Lessons Learned and Best Practices

In the early days of entertainment-education, resources were often funneled almost exclusively into making the best possible narrative intervention with little thought given to evaluating its impact. Everett Rogers and his former student Arvind Singhal were involved in early ground-breaking EE projects such as HumLog (We People), the first serial or “soap opera” broadcast in India beginning in 1984 and continuing for over 30 years. Hum Log revolved around a middle-class family’s struggles and aspirations. But along the way, viewers learned about adult literacy, contraception and a legion of other social issues. When asked how they knew HumLog was having the desired impact on viewers, the producers and research team pointed to the over 400,000 letters they had received. While this outpouring is incredibly impressive, it would not be sufficient for many current funders of EE projects. Today it is often required that an EE project should include a well thought out quantitative evaluation strategy, preferably conducted by independent researchers who will present an objective view of the project’s impact. The previous “lessons learned” were designed to be one small step toward helping help EE practitioners do just that.

The “lessons learned” discussed above can essentially be divided into one of two buckets. The first bucket requires understanding what type of quantitative evidence funders and journal editors expect in order to demonstrate your intervention produced the intended impact. These include strong study design (lesson 7) involving a control group who did not receive the intervention when appropriate (lesson 6), avoiding—or at least accounting for—potential confounds (lesson 2), as well as measurement issues (lesson 5). These methodological and measurement and statistical issues are perhaps the most straightforward and easiest to learn. One could take online classes in research methods and statistics or identify successful EE projects by researching articles subsequently published in peer-reviewed journals that describe the project and intervention measures in detail. Failing this, if no one on your team has experience in methods, measurement and statistics, I strongly recommend bringing on a well-respected individual or team to help oversee the evaluation and analyses. It is vital that the evaluation should be integral to the intervention and be one of the earliest things you focus on, not an afterthought. If you are uncertain that your evaluation captures key constructs you could ask someone whose work in EE you admire to look over your proposed measures before you go into the field with project. Remember that your evaluation will be critiqued at some point—it is up to you whether that critique is a biopsy that identifies and removes problems at an early stage or an autopsy when data is already collected and nothing more can be done.

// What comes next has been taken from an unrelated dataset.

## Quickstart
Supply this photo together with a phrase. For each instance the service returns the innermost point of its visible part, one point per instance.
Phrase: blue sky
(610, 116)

The second bucket involves common sense, something that can be orthogonal to academic achievements. Thinking ahead about possible outcomes both intended and unintended of your intervention (lesson 1) requires viewing the intervention through your target audience eyes and situation. Because much EE research is funded by international agencies and conducted by researchers from other cultures, it is essential to not only acknowledge ignorance but actively fill any relevant knowledge gaps by hiring cultural advisors (lesson 3) and piloting your intervention and measurement materials with members of the intended target audience (lesson 4). Remaining humble and keeping a sense of humor always helps. After all, what can possibly go wrong? And on the bright side, at least your last name is not Murphy.